Species of sea cucumber

Thelenota rubralineata is a species of sea cucumber in the family Stichopodidae, in the phylum Echinodermata, mainly located in the central Indo-Pacific region. It has a distinctive coloring pattern, and can be found on the seabed near coral. T. rubralineata is a member of the Thelenota genus, characterized by their large size and the presence of a calcareous ring.

== Description ==
Thelenota rubralineata has an elongated, roughly trapezoidal body 30 to 39 cm long and 8 cm wide in its uncontracted state. Like other Thelenota, it has well marked differences between its ventral and dorsal surface, with papillae and pedicels covering its dorsal surface, and numerous podia scattered randomly on its ventral surface. The dorsal protrusions are arranged in two rows of 13 to 15 large, conical arms, many of which ending in spiked papillae. The sides of the body are also covered in a continuous row of multipapillate protrusions, with smaller outgrowths distributed randomly over the body.

The body of T. rubralineata is covered in a complex pattern of red lines on top of a white base. Towards the middle of the body, these lines run parallel and intersect, forming maze-like patterns. The conical protrusions are also covered in this pattern, with papillae ending in white peaks. The podia are pale greenish-yellow, while the tentacles, twenty in number, are red.
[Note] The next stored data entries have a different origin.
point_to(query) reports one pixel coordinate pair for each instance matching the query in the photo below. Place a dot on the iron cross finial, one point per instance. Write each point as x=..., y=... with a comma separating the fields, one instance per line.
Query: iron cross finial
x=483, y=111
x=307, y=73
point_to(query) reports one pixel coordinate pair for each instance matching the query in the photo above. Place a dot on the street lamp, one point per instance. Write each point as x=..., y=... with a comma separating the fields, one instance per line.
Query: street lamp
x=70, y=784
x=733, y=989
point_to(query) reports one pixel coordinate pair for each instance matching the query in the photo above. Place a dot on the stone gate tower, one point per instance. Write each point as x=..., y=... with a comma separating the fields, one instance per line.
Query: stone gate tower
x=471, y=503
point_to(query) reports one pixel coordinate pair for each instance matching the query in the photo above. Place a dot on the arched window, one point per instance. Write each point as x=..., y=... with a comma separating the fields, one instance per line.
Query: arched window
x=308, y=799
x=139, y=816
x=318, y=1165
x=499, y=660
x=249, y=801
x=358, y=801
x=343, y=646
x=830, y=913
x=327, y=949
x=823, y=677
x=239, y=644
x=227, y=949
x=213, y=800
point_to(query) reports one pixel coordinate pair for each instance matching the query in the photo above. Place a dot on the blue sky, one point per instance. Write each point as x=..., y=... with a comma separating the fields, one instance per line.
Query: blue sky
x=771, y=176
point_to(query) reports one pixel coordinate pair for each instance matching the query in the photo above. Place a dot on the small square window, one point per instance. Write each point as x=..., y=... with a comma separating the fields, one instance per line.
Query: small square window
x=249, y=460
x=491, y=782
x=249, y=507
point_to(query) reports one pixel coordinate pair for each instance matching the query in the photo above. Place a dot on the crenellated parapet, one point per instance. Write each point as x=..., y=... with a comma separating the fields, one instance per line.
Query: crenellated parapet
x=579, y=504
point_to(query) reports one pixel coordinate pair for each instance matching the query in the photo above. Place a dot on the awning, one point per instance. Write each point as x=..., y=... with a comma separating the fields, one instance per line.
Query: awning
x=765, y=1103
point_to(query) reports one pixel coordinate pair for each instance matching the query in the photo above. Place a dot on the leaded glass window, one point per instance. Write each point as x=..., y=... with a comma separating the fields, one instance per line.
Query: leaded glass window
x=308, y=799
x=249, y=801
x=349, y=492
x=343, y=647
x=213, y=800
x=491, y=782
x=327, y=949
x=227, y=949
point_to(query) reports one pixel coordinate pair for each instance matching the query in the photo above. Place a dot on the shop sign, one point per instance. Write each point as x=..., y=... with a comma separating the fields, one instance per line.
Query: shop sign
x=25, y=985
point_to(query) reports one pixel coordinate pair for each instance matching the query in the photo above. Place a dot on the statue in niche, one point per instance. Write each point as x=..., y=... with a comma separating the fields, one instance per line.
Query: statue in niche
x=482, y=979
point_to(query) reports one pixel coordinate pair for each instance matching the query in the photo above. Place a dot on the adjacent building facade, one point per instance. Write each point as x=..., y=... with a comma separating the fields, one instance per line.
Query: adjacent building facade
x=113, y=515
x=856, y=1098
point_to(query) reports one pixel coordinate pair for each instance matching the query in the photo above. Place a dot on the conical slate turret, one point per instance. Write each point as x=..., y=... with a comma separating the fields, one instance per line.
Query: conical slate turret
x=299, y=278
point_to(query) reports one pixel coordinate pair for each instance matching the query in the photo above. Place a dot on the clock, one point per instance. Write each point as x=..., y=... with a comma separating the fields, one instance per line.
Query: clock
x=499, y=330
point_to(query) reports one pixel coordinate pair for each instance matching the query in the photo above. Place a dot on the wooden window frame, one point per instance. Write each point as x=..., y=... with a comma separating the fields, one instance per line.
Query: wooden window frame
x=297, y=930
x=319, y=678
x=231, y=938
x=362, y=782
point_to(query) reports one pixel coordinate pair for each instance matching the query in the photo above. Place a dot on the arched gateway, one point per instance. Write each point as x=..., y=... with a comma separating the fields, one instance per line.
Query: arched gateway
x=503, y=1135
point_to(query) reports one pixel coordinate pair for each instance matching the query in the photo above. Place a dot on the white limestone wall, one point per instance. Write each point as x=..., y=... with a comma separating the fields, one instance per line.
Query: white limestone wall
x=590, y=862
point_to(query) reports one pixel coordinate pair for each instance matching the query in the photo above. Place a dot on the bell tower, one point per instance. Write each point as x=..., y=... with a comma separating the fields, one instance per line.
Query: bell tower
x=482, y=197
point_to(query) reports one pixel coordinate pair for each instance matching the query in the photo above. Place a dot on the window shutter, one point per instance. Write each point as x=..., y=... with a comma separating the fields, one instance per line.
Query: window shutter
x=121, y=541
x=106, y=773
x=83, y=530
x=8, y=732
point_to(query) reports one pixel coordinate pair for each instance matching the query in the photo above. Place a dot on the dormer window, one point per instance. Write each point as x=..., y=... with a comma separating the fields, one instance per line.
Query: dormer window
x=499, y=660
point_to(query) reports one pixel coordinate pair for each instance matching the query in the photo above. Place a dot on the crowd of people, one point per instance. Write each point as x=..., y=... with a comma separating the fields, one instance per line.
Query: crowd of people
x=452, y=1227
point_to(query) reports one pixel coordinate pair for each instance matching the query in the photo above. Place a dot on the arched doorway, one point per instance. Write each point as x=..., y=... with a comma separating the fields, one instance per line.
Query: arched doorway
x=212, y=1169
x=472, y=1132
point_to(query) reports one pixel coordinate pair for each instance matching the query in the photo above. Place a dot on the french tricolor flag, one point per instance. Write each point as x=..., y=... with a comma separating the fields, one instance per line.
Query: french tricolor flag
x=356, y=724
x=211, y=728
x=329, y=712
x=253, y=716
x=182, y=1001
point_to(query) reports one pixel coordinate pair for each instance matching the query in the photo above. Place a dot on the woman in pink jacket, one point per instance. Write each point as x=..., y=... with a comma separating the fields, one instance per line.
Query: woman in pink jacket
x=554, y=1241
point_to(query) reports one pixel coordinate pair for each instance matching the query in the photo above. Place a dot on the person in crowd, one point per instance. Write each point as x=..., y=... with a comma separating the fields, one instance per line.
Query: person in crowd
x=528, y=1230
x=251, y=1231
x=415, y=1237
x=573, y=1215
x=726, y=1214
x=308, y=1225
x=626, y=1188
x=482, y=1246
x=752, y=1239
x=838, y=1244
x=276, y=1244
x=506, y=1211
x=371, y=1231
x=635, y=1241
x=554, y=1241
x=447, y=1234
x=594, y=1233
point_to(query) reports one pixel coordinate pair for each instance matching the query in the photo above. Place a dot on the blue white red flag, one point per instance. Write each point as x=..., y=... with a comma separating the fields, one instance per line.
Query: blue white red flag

== Distribution and habitat ==
Thelenota rubralineata is found on outer coral reef slopes with large rubble and coarse sand patches near islands 20 meters and deeper. This species is widespread throughout the Indo-Pacific region.

== Biology ==
Like other Thelenota, T. rubralineata contains calcareous spicules in the form of granules and branched rods. Located throughout the body wall, these structures serve as both structural support and defense from predators. Two polian vesicles provide the basis for locomotion. Five longitudinal muscles are broad, V-shaped, and attached to the body wall. A short digestive tract, two narrow respiratory trees, and a small circulatory system running parallel to the intestines is also present.

When in motion, the lateral protuberances play a role in walking. When disturbed, T. rubralineata bends its body in a helical fashion, arranging its mouth close to the anus, and assumes this position for up to 10 minutes or longer, then moves again.

Lifespan for this species is currently unknown. However, like other echinoderms, T. rubralineata is suspected to regenerate. As a result, lifespan cannot be estimated, but is assumed to be greater than multiple decades in their natural environment.

== Commercial uses ==
Thelenota rubralineata and other species of echinoderms are commonly harvested in the Western Central Pacific region. Thelenota is often harvested in many regions of Micronesia, Polynesia, Melanesia, Australia, and New Zealand. When observed by divers, T. rubralineata was widespread but rarely found in large densities. Although T. rubralineata is not one of the most economically profitable species for fisheries, this species may become more prone to over-fishing due to a reduction in more commonly used species of echinoderms.